Tales de Mileto
Tales de Mileto e a maldição do Um
Quanto Tales diz “Tudo é água”, o homem
estremece e se ergue do tatear e rastejar vermiformes das ciências isoladas,
pressente a solução última das coisas e vence, com esse pressentimento, o
acanhamento dos graus inferiores do conhecimento
A
Ásia Menor foi berço de Tales, natural de Mileto, cidade de um local que hoje
chama-se Turquia, mas que era denominado Jônia no período de atividade do
filósofo, por volta de 585 a.C.. Tales teve a indecência de iniciar a filosofia
através de suas reflexões sobre o mundo: já se percebe uma tentativa de fugir
das explicações mitológicas e estabelecer linhas de raciocínio para a
explicação dos fenômenos que pudessem articular elementos da vida cotidiana.
Se
é chamado de filósofo pelo Ocidente, isso acontece devido ao campo restrito da
filosofia: tornada uma especialidade do saber, a filosofia se separou da
matemática, da física, da química, assim como essas se separaram de si.
Entretanto, Tales é chamado de físico pelos estudiosos da Filosofia Antiga,
afinal, o seu objeto de reflexão eram as coisas da natureza como um todo.

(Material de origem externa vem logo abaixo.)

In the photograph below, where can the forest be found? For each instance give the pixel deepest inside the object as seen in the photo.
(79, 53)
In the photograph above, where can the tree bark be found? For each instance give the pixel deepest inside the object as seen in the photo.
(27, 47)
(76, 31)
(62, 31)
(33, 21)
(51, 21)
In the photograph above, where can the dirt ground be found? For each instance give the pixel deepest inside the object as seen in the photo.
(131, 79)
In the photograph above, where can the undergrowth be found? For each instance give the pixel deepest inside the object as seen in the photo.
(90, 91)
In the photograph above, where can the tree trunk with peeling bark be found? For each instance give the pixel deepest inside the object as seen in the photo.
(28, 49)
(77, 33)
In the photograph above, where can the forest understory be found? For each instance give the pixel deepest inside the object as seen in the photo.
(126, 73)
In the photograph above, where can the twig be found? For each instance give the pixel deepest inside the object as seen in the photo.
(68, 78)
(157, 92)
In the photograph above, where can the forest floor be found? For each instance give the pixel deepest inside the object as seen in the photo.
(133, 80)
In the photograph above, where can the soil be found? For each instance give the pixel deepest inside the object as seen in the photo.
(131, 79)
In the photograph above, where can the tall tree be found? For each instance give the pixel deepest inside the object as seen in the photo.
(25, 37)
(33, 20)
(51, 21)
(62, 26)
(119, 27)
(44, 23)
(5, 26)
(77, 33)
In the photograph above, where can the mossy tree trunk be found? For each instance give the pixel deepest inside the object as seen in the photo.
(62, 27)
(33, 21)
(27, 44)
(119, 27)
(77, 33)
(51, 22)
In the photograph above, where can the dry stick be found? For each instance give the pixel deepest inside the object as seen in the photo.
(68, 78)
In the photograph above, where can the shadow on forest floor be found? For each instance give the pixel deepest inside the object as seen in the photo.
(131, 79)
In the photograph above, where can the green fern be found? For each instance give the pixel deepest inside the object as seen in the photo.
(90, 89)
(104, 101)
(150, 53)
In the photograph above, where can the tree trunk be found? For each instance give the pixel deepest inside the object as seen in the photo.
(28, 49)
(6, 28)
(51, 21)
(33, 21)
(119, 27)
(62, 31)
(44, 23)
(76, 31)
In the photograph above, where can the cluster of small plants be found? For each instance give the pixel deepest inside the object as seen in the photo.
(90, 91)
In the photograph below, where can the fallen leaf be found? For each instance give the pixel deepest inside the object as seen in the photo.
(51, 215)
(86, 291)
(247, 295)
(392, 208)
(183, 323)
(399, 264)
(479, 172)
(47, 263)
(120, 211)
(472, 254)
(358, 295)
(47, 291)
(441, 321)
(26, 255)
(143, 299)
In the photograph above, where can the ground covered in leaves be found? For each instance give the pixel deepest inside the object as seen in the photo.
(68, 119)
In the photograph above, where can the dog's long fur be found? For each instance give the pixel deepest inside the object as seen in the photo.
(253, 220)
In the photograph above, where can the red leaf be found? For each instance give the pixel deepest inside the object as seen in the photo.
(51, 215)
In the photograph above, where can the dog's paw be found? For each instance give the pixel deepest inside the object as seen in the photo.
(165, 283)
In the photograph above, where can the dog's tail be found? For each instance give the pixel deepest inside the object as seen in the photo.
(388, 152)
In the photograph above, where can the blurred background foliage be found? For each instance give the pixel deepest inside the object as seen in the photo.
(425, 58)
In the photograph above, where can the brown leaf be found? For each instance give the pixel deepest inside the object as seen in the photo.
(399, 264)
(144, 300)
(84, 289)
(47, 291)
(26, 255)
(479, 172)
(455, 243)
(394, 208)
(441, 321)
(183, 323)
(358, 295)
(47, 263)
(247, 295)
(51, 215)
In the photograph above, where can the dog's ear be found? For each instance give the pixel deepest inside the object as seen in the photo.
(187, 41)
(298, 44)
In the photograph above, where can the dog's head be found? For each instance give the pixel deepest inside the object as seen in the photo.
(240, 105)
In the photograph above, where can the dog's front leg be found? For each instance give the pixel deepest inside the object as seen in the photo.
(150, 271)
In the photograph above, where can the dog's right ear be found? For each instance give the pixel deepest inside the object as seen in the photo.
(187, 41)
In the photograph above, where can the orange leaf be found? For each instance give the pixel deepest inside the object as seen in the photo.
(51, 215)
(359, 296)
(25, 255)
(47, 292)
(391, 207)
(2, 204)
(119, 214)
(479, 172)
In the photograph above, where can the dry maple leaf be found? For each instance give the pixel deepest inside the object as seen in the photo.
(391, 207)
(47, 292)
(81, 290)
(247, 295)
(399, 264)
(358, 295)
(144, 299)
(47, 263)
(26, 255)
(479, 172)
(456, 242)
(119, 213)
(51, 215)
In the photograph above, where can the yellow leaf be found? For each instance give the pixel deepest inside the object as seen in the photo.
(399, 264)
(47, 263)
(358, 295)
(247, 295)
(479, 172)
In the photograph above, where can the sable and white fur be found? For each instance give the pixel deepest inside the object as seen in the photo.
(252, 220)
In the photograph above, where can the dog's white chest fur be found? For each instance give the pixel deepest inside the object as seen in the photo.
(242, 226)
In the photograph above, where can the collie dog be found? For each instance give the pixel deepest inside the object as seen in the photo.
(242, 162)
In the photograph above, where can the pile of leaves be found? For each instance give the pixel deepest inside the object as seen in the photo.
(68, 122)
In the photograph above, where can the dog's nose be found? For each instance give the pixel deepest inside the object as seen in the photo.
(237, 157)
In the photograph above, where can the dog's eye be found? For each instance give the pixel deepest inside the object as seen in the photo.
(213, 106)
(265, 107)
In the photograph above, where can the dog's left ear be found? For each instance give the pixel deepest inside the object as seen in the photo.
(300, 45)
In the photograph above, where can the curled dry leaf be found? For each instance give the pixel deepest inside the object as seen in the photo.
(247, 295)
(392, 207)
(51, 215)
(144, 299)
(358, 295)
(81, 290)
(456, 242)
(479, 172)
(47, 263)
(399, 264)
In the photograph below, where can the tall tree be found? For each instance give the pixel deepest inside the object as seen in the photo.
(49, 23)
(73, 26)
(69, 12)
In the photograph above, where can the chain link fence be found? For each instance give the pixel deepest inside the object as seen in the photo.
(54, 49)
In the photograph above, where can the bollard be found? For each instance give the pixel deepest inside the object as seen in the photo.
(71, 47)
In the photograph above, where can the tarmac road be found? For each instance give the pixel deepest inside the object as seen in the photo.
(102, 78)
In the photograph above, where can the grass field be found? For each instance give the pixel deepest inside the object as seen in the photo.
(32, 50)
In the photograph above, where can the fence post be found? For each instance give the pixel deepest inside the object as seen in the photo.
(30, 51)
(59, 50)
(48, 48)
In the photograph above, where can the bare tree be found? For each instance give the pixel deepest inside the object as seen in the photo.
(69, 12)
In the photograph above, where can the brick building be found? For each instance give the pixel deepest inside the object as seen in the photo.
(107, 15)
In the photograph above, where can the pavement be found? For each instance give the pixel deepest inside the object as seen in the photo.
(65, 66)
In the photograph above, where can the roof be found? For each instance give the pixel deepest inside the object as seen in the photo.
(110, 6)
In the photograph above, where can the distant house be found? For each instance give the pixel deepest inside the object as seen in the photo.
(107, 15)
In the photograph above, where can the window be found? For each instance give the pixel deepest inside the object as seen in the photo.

Para entender Tales, é preciso saber que não há
escritos seus preparados para leitura, precisamos nos debruçar sobre outros
autores que lhe descreveram ou que o criticaram. Aristóteles, por exemplo,
entende que o jônico foi um dos primeiro filósofos e considerava “como os
únicos princípios de todas as coisas o que são da natureza da matéria”[1]. Há,
em sua filosofia, a parecer de quê um só elemento (stokheion) é o
princípio dos seres. Sendo assim, as coisas não se criam e não se destroem,
elas sempre se transformam, já que a natureza fundamental ainda persiste.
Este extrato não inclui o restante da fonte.